Un Sogno lungo 53 anni
Data: 25/10/2008 11.19
Argomento: dalla redazione


 

Il 9 gennaio del 1955, finito il pranzo domenicale, mi ficcai subito nel bar sottocasa per sentire la partita alla radio in compagnia.
Il Genoa giocava a Milano, ma non contro l'Inter.
Il campo però era lo stesso di domenica prossima, e la squadra avversaria era uno squadrone come l'Inter di oggi.
Era il grande Milan di Schiaffino, che avrebbe vinto il campionato alla grande.

 



Il Genoa era quello di Sarosi, un "maestro" di football che era stato un grande centravanti negli anni '30, e che, successivamente, da allenatore in Italia aveva vinto un campionato con la Juventus.

Era un bel Genoa, come tutti riconoscevano, anche se era di media caratura.

Sarosi non solo aveva dato fiducia a non pochi ragazzi delle giovanili, come Carlini, Delfino, Pistrin, e altri, ma aveva introdotto anche alcune variazioni tattiche, tali da permettere al Genoa di giocare fuori casa senza chiudersi passivamente in difesa come usava a quei tempi per le squadre provinciali.

Tra le innovazioni, ci fu in particolare quella della “diagonale”, nella quale il terzino Cardoni si era specializzato così bene da essere richiesto dalla Roma, squadra con ambizioni di alta classifica. 

Fu così che il Genoa di Sarosi, fedele alla propria filosofia di gioco, il 9 gennaio del '55 scese a San Siro e dette battaglia per 90' mettendo alle corde il grande Milan di “Pepe” Schiaffino, detto “il Fred Astaire dei campi di calcio” per la genialità del suo stile di gioco.

A quei tempi le emozioni arrivavano per la voce storica di Carosio, che trasmetteva la partita principale e dava i cosiddetti “parziali” ogni 10/15 minuti.


Quando il primo “parziale” scandì:
Milan 0 – Genoa 1
il bar esplose in un urlo come allo stadio.

Gol del grande Carapellese, che nel Genoa stava vivendo una seconda giovinezza.

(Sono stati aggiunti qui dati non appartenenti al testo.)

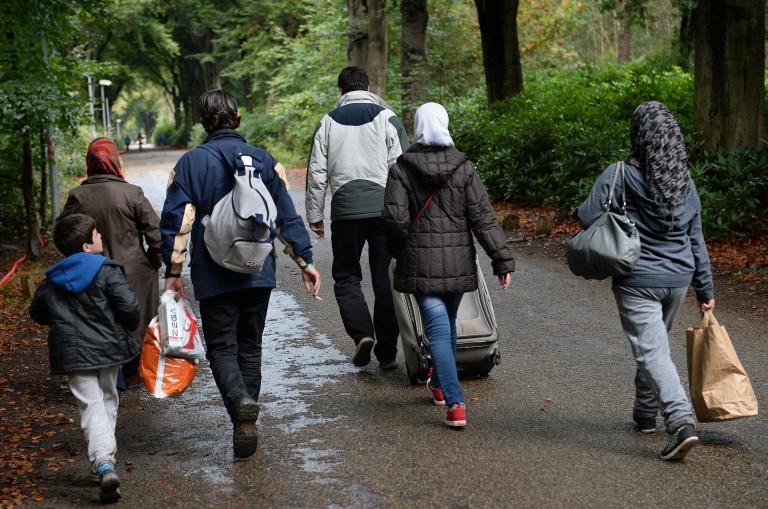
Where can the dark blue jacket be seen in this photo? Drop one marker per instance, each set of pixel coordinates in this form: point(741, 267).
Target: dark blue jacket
point(199, 180)
point(91, 313)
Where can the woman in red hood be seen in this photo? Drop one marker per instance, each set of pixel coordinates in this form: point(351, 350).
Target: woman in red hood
point(129, 228)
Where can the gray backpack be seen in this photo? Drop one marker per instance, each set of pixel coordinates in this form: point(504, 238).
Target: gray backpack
point(240, 229)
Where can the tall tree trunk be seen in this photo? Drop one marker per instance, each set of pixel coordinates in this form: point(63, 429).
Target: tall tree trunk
point(730, 72)
point(357, 51)
point(43, 177)
point(686, 35)
point(28, 190)
point(377, 46)
point(414, 16)
point(501, 51)
point(625, 33)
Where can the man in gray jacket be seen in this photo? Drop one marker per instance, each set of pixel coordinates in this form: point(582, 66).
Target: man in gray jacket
point(352, 149)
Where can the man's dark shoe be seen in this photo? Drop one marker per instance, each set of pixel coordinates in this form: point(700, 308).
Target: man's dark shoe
point(645, 424)
point(109, 484)
point(388, 365)
point(245, 438)
point(362, 355)
point(680, 442)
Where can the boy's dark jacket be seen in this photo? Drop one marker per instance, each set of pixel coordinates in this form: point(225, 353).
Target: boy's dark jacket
point(91, 313)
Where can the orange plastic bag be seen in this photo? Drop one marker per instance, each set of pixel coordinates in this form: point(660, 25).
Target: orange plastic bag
point(163, 376)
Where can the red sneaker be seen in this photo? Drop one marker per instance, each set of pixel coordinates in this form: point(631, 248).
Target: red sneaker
point(437, 394)
point(456, 416)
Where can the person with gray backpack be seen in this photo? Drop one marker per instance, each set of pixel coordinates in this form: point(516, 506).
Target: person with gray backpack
point(658, 195)
point(229, 197)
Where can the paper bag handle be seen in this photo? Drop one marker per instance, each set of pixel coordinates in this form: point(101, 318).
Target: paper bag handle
point(707, 319)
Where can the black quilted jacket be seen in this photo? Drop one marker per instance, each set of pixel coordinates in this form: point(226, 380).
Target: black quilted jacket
point(90, 329)
point(435, 252)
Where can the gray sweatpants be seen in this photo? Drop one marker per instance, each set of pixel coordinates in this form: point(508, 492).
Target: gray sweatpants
point(97, 402)
point(647, 315)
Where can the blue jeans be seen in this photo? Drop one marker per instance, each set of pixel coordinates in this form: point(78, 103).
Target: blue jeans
point(439, 315)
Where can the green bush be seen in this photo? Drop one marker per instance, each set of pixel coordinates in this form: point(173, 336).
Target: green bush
point(546, 146)
point(733, 187)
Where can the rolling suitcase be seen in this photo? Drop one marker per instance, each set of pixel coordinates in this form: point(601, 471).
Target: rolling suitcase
point(477, 344)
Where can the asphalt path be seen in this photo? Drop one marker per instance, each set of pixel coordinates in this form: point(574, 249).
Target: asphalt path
point(550, 427)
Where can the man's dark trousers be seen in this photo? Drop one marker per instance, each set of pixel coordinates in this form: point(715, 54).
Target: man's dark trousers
point(348, 237)
point(233, 324)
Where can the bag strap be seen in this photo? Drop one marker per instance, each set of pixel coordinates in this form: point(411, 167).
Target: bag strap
point(218, 154)
point(707, 319)
point(424, 207)
point(619, 168)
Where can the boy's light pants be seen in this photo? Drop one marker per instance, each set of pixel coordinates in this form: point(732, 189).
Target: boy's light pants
point(97, 401)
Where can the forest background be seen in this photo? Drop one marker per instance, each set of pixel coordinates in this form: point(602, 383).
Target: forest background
point(539, 92)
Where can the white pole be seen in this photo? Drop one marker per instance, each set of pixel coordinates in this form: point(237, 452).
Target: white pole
point(109, 120)
point(53, 175)
point(91, 104)
point(103, 111)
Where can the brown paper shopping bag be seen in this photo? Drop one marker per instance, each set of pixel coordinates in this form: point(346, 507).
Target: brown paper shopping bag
point(720, 388)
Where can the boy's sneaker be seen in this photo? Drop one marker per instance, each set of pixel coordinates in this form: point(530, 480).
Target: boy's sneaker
point(245, 438)
point(645, 424)
point(362, 355)
point(109, 484)
point(456, 416)
point(436, 392)
point(680, 442)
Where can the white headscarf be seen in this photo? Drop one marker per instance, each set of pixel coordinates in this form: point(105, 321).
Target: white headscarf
point(431, 126)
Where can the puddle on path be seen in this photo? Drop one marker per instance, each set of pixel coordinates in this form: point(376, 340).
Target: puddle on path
point(297, 363)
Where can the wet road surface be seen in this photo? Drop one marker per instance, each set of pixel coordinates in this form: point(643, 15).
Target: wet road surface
point(550, 427)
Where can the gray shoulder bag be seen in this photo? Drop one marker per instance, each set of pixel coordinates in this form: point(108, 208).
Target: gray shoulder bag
point(610, 246)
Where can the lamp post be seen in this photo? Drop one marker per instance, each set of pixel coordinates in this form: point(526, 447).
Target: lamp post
point(91, 105)
point(105, 106)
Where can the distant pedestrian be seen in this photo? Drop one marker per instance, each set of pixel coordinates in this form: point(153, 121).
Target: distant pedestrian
point(434, 202)
point(130, 231)
point(662, 201)
point(233, 305)
point(353, 148)
point(91, 313)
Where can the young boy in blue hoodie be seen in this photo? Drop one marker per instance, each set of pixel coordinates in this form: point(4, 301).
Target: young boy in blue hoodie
point(91, 313)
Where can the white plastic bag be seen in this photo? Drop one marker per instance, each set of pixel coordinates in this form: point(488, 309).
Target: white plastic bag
point(179, 336)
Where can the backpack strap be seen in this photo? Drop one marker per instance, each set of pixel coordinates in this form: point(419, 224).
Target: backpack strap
point(219, 154)
point(424, 207)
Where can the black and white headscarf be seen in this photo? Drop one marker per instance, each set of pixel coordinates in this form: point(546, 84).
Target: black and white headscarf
point(658, 149)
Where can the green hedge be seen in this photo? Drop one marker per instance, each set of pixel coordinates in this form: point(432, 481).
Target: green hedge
point(546, 146)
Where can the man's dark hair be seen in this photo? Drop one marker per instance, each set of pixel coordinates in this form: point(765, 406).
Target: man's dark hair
point(72, 231)
point(352, 78)
point(218, 110)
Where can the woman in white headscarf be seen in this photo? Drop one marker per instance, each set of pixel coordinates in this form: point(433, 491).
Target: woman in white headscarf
point(433, 203)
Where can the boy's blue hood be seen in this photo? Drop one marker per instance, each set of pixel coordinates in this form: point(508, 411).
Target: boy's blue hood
point(74, 273)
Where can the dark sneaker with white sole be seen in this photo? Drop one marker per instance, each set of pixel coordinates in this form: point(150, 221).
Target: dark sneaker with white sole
point(109, 484)
point(362, 355)
point(680, 442)
point(245, 438)
point(645, 424)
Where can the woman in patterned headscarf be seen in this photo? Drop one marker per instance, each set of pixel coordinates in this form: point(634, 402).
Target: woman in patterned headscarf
point(127, 223)
point(662, 201)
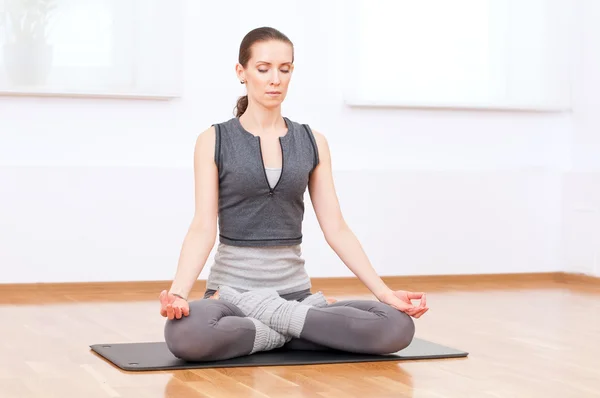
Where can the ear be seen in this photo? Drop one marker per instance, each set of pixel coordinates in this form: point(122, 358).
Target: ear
point(239, 71)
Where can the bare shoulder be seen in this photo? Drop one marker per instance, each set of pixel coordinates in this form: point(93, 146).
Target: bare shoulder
point(322, 144)
point(207, 136)
point(205, 143)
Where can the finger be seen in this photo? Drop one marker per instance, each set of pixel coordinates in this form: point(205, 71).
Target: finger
point(163, 297)
point(420, 312)
point(423, 303)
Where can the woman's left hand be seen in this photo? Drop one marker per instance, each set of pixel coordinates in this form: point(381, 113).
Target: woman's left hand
point(401, 300)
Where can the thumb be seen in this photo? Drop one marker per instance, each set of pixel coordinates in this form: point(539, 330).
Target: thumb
point(164, 300)
point(399, 304)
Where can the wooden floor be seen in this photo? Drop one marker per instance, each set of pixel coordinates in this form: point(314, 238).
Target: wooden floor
point(527, 337)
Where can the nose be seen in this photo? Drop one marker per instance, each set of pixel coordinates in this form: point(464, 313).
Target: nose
point(275, 80)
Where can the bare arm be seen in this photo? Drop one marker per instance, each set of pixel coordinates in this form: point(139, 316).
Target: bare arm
point(201, 234)
point(337, 233)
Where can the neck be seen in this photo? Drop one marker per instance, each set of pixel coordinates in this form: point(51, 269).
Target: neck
point(263, 120)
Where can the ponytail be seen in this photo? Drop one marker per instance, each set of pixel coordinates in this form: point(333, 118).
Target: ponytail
point(242, 105)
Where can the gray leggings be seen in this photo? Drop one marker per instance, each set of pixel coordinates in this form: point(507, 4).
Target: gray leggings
point(217, 330)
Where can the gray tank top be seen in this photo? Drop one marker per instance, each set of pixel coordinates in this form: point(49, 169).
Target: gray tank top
point(251, 211)
point(248, 268)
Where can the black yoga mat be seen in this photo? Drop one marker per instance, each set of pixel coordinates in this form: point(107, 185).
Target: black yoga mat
point(156, 356)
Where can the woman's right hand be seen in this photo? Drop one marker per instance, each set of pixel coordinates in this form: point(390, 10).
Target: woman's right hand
point(173, 307)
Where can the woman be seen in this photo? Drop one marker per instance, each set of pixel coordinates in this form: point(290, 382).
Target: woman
point(251, 173)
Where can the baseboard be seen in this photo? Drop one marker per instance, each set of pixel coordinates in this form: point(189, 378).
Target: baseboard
point(419, 282)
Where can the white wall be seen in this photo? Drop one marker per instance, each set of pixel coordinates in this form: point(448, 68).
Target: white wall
point(581, 242)
point(102, 189)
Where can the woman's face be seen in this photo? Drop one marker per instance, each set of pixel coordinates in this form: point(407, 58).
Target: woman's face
point(268, 73)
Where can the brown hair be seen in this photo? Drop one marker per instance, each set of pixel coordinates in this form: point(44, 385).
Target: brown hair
point(255, 36)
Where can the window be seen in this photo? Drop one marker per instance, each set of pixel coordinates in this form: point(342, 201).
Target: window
point(91, 47)
point(460, 53)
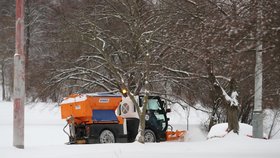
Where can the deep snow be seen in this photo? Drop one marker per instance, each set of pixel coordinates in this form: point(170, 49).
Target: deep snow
point(44, 138)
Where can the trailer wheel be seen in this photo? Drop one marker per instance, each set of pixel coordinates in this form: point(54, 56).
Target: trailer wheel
point(149, 136)
point(106, 136)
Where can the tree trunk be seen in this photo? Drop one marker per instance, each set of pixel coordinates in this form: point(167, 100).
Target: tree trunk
point(3, 81)
point(232, 110)
point(232, 116)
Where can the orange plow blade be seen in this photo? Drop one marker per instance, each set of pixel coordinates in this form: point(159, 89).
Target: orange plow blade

L'entusiasmo si era impadronito di tutti, anche dei baristi, che si perdevano in discussioni invece di servire i clienti. 

Erano quelle degli anni '50, specie nelle fredde giornate invernali, domeniche dove la gente usava vedersi in casa.

C'era chi andava a “fare visita” come si diceva, e chi riceveva.

Comprare le paste era un'usanza normale, ma c'era anche il vezzo della panna, che di solito veniva consumata nel caffè.

Il bar del mio quartiere era ben fornito di paste e in quanto alla panna, i baristi si vantavano di averne la specialità. 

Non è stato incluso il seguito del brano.